Hamas fighters, firing rockets and mortar shells, took over the rooftops in nearby houses and cut off the roads to prevent reinforcements from arriving. They called on the beleaguered Fateh forces to surrender.

Hamas gunmen in high-rise buildings also fired at Abbas’ Gaza office and house and his guard force returned fire.

Abbas was in the West Bank at the time of the fighting.

During the battle at the Preventive Security base, both sides fired wildly from high-rise rooftops.

Wael Abdul Jawad, a physician trapped in his apartment, said he heard Fateh fighters shouting at colleagues on an adjacent roof to send them more ammunition. “All of us are terrified here. Shooting came through the windows of our apartment, children are screaming. We are hearing from a nearby mosque the call by Hamas to surrender,” he said.

“Those fighters on rooftops are like Don Quixote, tilting at windmills. They don’t know where to shoot,” he said.

Earlier Wednesday, Hamas gunmen surrounded a security headquarters in Khan Younis and called on everyone inside to leave or they would blow it up, witnesses said. The building was then destroyed by a bomb planted in a tunnel underneath it, said Ali Qaisi, a presidential guard spokesman.

Security forces later said they lost control of the town.

“Khan Younis is finished, but we are still holding on in Rafah,” said Ziad Sarafandi, a senior security official.

Soon after, Hamas men blew up a second security building near Rafah after a long gunbattle and other battles raged in the town, said Khaldi, the senior police official.

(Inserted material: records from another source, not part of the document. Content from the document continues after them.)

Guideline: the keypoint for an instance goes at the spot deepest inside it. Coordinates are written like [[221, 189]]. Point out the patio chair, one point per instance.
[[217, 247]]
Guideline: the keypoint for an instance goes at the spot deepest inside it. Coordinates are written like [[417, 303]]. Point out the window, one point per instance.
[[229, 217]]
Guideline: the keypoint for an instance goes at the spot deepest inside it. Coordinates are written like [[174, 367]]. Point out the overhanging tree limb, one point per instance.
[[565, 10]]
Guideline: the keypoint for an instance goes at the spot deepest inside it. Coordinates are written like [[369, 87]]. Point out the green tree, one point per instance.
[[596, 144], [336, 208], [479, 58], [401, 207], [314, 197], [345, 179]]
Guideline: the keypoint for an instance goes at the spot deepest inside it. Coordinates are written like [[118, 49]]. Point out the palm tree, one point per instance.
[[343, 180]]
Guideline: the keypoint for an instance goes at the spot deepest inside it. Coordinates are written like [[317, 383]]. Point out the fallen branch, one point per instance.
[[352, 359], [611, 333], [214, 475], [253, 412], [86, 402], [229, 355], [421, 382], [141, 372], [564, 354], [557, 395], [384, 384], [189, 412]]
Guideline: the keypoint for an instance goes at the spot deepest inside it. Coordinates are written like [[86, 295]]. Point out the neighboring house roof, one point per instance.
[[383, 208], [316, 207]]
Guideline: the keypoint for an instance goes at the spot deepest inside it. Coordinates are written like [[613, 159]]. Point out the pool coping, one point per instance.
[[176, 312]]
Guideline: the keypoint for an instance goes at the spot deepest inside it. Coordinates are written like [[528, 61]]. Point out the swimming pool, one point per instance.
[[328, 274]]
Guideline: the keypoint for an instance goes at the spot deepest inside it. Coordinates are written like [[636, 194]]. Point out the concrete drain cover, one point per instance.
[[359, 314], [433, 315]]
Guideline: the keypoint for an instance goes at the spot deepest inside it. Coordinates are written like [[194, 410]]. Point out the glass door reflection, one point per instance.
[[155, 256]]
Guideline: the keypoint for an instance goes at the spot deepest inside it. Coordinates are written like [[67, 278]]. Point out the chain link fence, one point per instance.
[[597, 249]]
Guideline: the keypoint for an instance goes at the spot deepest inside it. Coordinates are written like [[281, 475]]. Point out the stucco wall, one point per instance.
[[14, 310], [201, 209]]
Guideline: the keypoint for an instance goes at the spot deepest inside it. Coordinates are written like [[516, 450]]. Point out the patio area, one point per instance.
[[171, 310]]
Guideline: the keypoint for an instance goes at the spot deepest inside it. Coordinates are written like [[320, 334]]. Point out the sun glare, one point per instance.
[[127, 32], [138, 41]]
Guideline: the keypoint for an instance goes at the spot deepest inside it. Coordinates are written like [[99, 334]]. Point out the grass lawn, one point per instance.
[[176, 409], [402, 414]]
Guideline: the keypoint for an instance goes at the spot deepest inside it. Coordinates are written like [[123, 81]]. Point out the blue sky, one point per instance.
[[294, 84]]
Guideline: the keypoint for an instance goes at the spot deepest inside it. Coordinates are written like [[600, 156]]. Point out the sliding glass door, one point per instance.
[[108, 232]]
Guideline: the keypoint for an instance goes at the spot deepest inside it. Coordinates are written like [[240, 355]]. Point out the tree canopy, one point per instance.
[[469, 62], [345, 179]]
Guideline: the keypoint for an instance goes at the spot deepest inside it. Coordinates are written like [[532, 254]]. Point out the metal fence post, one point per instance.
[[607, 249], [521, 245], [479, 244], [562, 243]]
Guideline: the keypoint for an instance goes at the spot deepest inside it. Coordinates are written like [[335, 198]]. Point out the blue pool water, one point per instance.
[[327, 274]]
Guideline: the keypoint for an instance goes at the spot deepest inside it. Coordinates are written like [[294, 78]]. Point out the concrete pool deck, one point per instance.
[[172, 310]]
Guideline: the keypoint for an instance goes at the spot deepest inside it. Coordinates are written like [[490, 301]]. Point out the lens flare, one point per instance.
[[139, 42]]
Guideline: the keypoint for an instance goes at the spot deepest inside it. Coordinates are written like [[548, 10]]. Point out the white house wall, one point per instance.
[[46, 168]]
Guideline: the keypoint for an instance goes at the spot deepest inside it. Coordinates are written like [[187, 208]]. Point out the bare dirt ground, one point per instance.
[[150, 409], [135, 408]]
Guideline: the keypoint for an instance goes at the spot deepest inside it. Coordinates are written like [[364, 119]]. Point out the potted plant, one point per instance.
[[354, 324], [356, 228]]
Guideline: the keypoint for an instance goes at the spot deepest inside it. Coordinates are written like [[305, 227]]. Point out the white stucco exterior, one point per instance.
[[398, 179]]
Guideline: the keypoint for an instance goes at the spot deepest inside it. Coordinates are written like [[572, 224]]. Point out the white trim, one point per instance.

“They are shooting at anyone and everyone who is Fateh,” said Youssef Abu Siyam, a Preventive Security officer in Rafah.

Hamas and Fateh have waged a sporadic power struggle since Hamas won parliamentary elections last year, ending four decades of Fateh rule. But the battles have worsened in recent days as Hamas began a systematic assault on security forces to take over Gaza.

The fighting spilled into the Fateh-dominated West Bank.

Hamas and Fateh gunmen exchanged fire in the city of Nablus and a nearby refugee camp after Fateh gunmen tried to storm a pro-Hamas TV production company. Hamas said 12 people of its fighters were wounded.

On Wednesday, Abbas spoke by phone with the Damascus-based Hamas leader Khaled Mishaal to try to stop the crisis, said Abbas aide Nimr Hamad.

“This is madness, the madness that is going on in Gaza now,” Abbas told reporters.

The UN Relief and Works Agency, which provides aid to Palestinian refugees, said it would curtail its operations after two of its Palestinian workers were killed by crossfire. “We are scaling back, we are not pulling back,” said the agency’s Gaza director, John Ging.

Hamas spokesman, Sami Abu Zuhri, said the clashes could have been avoided if Abbas had given the Hamas-led Cabinet control over the security forces, which he blamed for a wave of kidnappings, torture and violence in Gaza.